Foreign media: Twitter could be subject to EU sanctions for data breach

On Friday, the Irish Data Protection Commission said it had finalized a draft decision related to the Twitter data breach and asked regulators in other EU countries to approve it,media reported. Ireland’s regulator said it had also completed a draft decision to investigate whatsApp’s data sharing transparency. Facebook will first need to comment on any proposed sanctions before the relevant EU agencies can comment.

Media: Twitter could be subject to EU sanctions for data breach

Twitter and Facebook’s WhatsApp are the first to be targeted, as Europe’s main privacy regulator is about to impose strict regulations on data protection in the region.

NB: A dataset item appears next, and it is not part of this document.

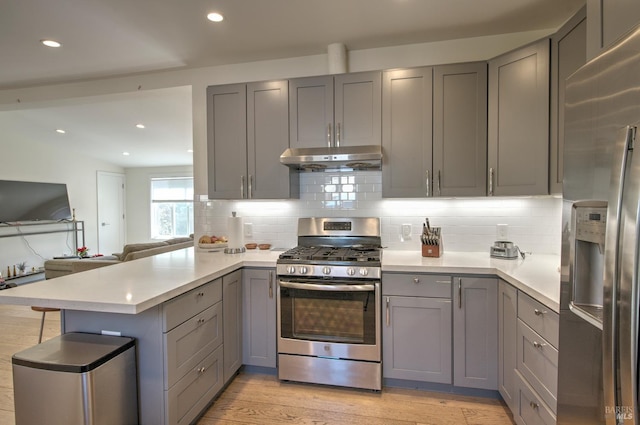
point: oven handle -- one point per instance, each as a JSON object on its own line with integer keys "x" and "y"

Irish regulators have been investigating since the EU’s strict General Data Protection Regulationcame came into force in May 2018, but no final decision has been made. The Irish Data Protection Commission, the main data protection authority for some of the country’s biggest technology companies, is targeting big US technology companies such as Twitter, Facebook, Google and Apple.

The EU’s General Data Protection Regulations empower regulators to impose fines of up to 4% of the company’s annual revenue for the most serious breaches. The biggest fine to date was a 50m euro ($54.5m) fine imposed on Google by the French National Industry Commission (CNIL).

Ireland’s regulator said in a statement on Friday that it had made progress in a number of other outstanding cases, including an investigation into Facebook’s local subsidiary’s obligation to “establish a legal basis for the processing of personal data,” adding that the investigation was “currently in the decision-making stage.”

The two cases are not the first time EU regulators have imposed sanctions on big US technology companies under the new General Data Protection Regulations, but they will be the first to test the cooperation of all 27 EU data protection bodies.

Since the alleged irregularities in both cases have had an impact across the EU, Irish regulators need to share their draft decisions with other regulators so that they can agree or disagree with their findings.